Subscriber contributions shall be established to encourage members to select those health plans requiring subsidy funds at or below the program average subsidy. Subscriber contribution amounts shall be established so that no subscriber receives a subsidy greater than the program average subsidy, except that:
(1) In all areas of the state, at least one plan shall be available to program participants at an average subscriber contribution of 125 percent of the standard average individual rates for comparable coverage.
(2) No subscriber contribution shall be increased by more than 10 percent above 125 percent of the standard average individual rates for comparable coverage.
(3) Subscriber contributions for participating health plans joining the program after January 1, 1997, shall be established at 125 percent of the standard average individual rates for comparable coverage for the first two benefit years the plan participates in the program.

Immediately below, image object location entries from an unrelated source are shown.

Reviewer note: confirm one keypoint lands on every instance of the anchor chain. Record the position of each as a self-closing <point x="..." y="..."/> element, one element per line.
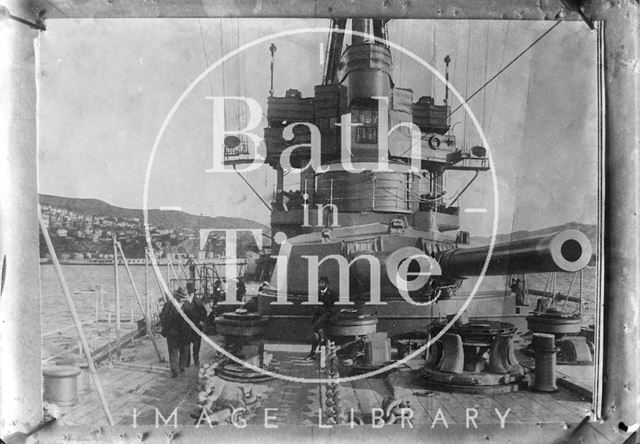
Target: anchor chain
<point x="334" y="411"/>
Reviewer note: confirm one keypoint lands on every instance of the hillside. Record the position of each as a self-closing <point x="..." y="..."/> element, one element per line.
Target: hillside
<point x="160" y="218"/>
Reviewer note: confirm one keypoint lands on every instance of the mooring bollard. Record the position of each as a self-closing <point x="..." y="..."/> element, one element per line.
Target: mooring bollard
<point x="545" y="372"/>
<point x="61" y="385"/>
<point x="83" y="380"/>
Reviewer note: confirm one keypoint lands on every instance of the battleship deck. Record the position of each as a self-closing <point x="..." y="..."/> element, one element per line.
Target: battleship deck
<point x="140" y="382"/>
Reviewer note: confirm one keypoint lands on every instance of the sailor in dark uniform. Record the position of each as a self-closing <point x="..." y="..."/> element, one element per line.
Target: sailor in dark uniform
<point x="323" y="315"/>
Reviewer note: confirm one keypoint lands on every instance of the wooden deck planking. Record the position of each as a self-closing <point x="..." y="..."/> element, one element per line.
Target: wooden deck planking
<point x="147" y="387"/>
<point x="574" y="411"/>
<point x="473" y="402"/>
<point x="110" y="380"/>
<point x="491" y="404"/>
<point x="521" y="409"/>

(b) The program shall pay program contribution amounts to participating health plans from the Major Risk Medical Insurance Fund.

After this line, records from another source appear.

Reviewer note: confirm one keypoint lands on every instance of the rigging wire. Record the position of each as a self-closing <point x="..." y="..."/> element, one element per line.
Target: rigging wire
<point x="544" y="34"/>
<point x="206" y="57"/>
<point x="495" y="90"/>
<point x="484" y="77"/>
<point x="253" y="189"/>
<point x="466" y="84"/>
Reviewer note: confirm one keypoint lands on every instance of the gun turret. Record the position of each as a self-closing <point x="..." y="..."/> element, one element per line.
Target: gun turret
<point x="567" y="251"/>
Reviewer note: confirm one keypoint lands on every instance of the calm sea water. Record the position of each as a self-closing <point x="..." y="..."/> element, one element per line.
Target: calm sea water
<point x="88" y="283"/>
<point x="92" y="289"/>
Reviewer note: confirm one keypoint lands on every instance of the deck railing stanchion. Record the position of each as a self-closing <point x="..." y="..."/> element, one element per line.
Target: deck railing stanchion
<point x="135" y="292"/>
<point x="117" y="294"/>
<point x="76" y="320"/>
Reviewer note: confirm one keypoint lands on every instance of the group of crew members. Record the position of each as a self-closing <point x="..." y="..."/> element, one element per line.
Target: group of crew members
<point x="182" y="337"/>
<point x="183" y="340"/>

(c) For the period commencing January 1, 2013, to December 31, 2013, inclusive, in addition to the amount of subsidy funds required pursuant to subdivision (a), the program may further subsidize subscriber contributions so that the amount paid by each subscriber is below 125 percent of the standard average individual risk rate for comparable coverage but no less than 100 percent of the standard average individual risk rate for comparable coverage. For purposes of calculating premiums for the following products, any reference to, or use of, subscriber contributions, premiums, average premiums, or amounts paid by subscribers in the program shall be construed to mean subscriber contributions as described in subdivision (a) without application of the additional subsidies permitted by this subdivision:
(1) Standard benefit plans pursuant to Section 10127.16 and Section 1373.622 of the Health and Safety Code.
(2) Health benefit plans and health care service plan contracts for federally eligible defined individuals pursuant to Sections 10901.3 and 10901.9 and Sections 1399.805 and 1399.811 of the Health and Safety Code.
(3) Conversion coverage pursuant to Section 12682.1 and Section 1373.6 of the Health and Safety Code.

SEC. 2.

 Nothing in this act shall be construed to require the Managed Risk Medical Insurance Board to adopt and readopt regulations to implement the changes made by this act. However, if the Managed Risk Medical Insurance Board adopts and readopts regulations, the adoption and readoption of regulations by the Managed Risk Medical Insurance Board to implement the changes made by this act to Part 6.5 (commencing with Section 12700) of Division 2 of the Insurance Code shall be deemed to be an emergency and necessary to avoid serious harm to the public peace, health, safety, or general welfare for purposes of Sections 11346.1 and 11349.6 of the Government Code, and the board is hereby exempted from the requirement that it describe facts showing the need for immediate action and from review by the Office of Administrative Law.